Алекс дотронулась до ее пышной юбки, за что тотчас же получила звонкую оплеуху от Рокси.

– Джинни моя мама, а не твоя. Твоя – Лаура! Забыла уговор? Ну так я тебе напомню!

Та не посмела возражать и покорно отступила. Младшие воспитанницы приюта поделили между собой старших, и согласно уговору ее мамой, действительно, считалась Лаура. Она уехала еще в начале лета, когда зацветала хилая черемуха, и Алекс очень по ней скучала, но Рокси была неумолима.

…Провожать Джинни вышел весь приют. Кухарка Исла, по прозванию Морковка, теребила фартук и причитала:

– Дева Мария, до чего же быстро летят годы! Давно ли малютку Джинни принесли сюда в корзинке из-под овощей? Как сейчас помню: это случилось дождливой осенней ночью.

Мисс Абнер охорашивала Джинни, давала нудные советы, благополучно пропускаемые ею мимо ушей. Ослепленная своей красотой, она держала себя с достоинством, какого вполне хватило бы на четырех принцесс крови. Наконец появилась Кобра. Она была высокая и грузная, лиф черного бессменного платья обтягивал талию внушительного объема: в ее корсете могли бы поместиться две, а то и три Джинни. Без того далекое от идеала лицо начальницы портило презрительное, вечно чем-то недовольное выражение, но сегодня властный голос мисс Коббетт прозвучал непривычно глухо и печально:

– Джинни, попрощайся с теми, кто растил и оберегал тебя.



Джинни обняла всех наставниц, и Ислу, и кастеляншу, когда же дошла очередь до мисс Абнер, та полезла в карман за носовым платком.
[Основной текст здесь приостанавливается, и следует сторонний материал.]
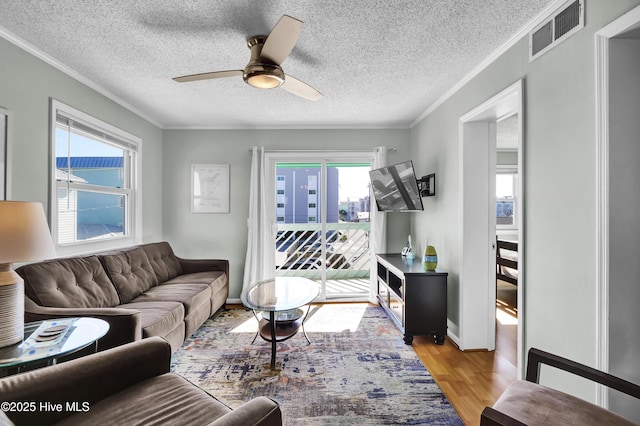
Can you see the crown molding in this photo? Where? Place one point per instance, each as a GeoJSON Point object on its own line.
{"type": "Point", "coordinates": [524, 31]}
{"type": "Point", "coordinates": [29, 48]}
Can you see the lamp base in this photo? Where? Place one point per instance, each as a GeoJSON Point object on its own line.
{"type": "Point", "coordinates": [11, 306]}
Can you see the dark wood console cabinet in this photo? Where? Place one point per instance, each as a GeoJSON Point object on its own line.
{"type": "Point", "coordinates": [415, 299]}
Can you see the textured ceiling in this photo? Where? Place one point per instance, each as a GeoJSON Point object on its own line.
{"type": "Point", "coordinates": [378, 63]}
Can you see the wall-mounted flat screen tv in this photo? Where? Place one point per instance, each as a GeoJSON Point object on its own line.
{"type": "Point", "coordinates": [395, 188]}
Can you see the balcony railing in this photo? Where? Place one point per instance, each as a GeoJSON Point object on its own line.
{"type": "Point", "coordinates": [299, 250]}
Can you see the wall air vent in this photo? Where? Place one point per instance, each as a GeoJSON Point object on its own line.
{"type": "Point", "coordinates": [560, 25]}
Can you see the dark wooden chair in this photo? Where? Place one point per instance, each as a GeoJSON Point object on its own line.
{"type": "Point", "coordinates": [504, 261]}
{"type": "Point", "coordinates": [527, 402]}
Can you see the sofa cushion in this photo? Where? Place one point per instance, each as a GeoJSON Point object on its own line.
{"type": "Point", "coordinates": [168, 399]}
{"type": "Point", "coordinates": [130, 271]}
{"type": "Point", "coordinates": [534, 404]}
{"type": "Point", "coordinates": [77, 282]}
{"type": "Point", "coordinates": [164, 262]}
{"type": "Point", "coordinates": [192, 296]}
{"type": "Point", "coordinates": [214, 279]}
{"type": "Point", "coordinates": [158, 318]}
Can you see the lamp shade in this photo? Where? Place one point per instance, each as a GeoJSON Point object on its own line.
{"type": "Point", "coordinates": [24, 232]}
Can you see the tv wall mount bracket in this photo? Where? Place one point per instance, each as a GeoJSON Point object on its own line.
{"type": "Point", "coordinates": [427, 185]}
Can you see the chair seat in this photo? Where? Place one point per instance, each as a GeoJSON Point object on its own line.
{"type": "Point", "coordinates": [168, 399]}
{"type": "Point", "coordinates": [534, 404]}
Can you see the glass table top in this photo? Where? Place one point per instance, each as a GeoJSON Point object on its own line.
{"type": "Point", "coordinates": [280, 294]}
{"type": "Point", "coordinates": [53, 338]}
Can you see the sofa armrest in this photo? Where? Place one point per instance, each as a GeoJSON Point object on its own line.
{"type": "Point", "coordinates": [201, 265]}
{"type": "Point", "coordinates": [536, 358]}
{"type": "Point", "coordinates": [492, 417]}
{"type": "Point", "coordinates": [85, 380]}
{"type": "Point", "coordinates": [260, 411]}
{"type": "Point", "coordinates": [124, 324]}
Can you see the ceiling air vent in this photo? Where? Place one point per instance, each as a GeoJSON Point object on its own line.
{"type": "Point", "coordinates": [561, 24]}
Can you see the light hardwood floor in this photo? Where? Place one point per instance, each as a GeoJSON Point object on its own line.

Джинни не понимала, почему она плачет, ведь все так хорошо! Отъезд совсем ее не огорчал, и ей было от этого даже немножко совестно. Маленькие почитательницы Джинни знали, что она терпеть не может плакс, и из последних сил крепились.

– Теперь пойдем, тебя ждет почтовая карета.

За старой скрипучей калиткой бушевал огромный, неуемный мир, полный веселья и чудес, и они направились туда.

– Вот ты и выросла, Джинни, – сказала мисс Коббетт.

Джинни побаивалась начальницу, хотя и любила прихвастнуть в приватной беседе, что ей на Кобру начихать. Она напряглась и приготовилась слушать отповедь о том, почему надо каждый день чистить зубы, мыть шею и уши, а грызть ногти, наоборот, нельзя.

– Легкой жизни я тебе не обещаю, – вдруг произнесла мисс Коббетт (и Джинни с интересом навострила уши), – как бы ни были самонадеянны состоятельные особы, с которыми тебе предстоит иметь дело, знай, что ты не уступаешь им ни умом, ни красотой, ни характером, только средствами, в чем нет ни их заслуги, ни твоей вины. Помни об этом, Джинни, и никогда не теряй себя.

В недобрых глазах мисс Коббетт, похожих на стеклянные пуговицы, блестели слезы, и Джинни впервые стало жаль ее. Она хотела сказать в ответ что-то очень важное и светлое как солнце, но не сразу собралась с мыслями, а потом было поздно.

…Джинни ехала в почтовой карете. За окном мелькали поля, сеновалы, каменные изгороди ферм и до кустика знакомые, исхоженные холмы, а под самым ее сердцем было спрятано рекомендательное письмо. В нем лукавым слогом говорилось о некой благонравной юной мисс, отличающейся примерным поведением, глубокими знаниями, радением к наукам и безупречными манерами.

II

– Ну наконец-то, мы вас уже заждались, – патронесса школы Святой Терезы мисс Николсон была в сильном раздражении.

Джинни хотела объяснить ей, что их кастелянша вовсе не копуша: она долго возилась с платьем, желая сшить его как можно лучше…

– К работе приступите завтра, – оборвала ее мисс Николсон, – Будете вести во втором классе грамматику, арифметику, ботанику, этикет и рисование. В ваши обязанности также входит следить за детьми на переменах, гулять с ними и водить в трапезную. Вы сможете поддерживать образцовую дисциплину?

Джинни робко кивнула.

– И еще, я надеюсь, вы понимаете: место в нашей школе – большая честь для безродной девицы. Мисс Коббетт, очевидно, считает вас самой достойной своей воспитанницей. Так постарайтесь же не ударить в грязь лицом!

Джинни пылко заверила, что постарается.

– Жить вы будете в восточном крыле, в комнате номер четырнадцать, с двумя молодыми учительницами. Служанка вас проводит.

Номер комнаты совпадал с годами Джинни, и она увидела в этом доброе предзнаменование, а ее новые соседки оказались очень милы.

– Спорим, что завтра ты будешь реветь! – заявила одна из них.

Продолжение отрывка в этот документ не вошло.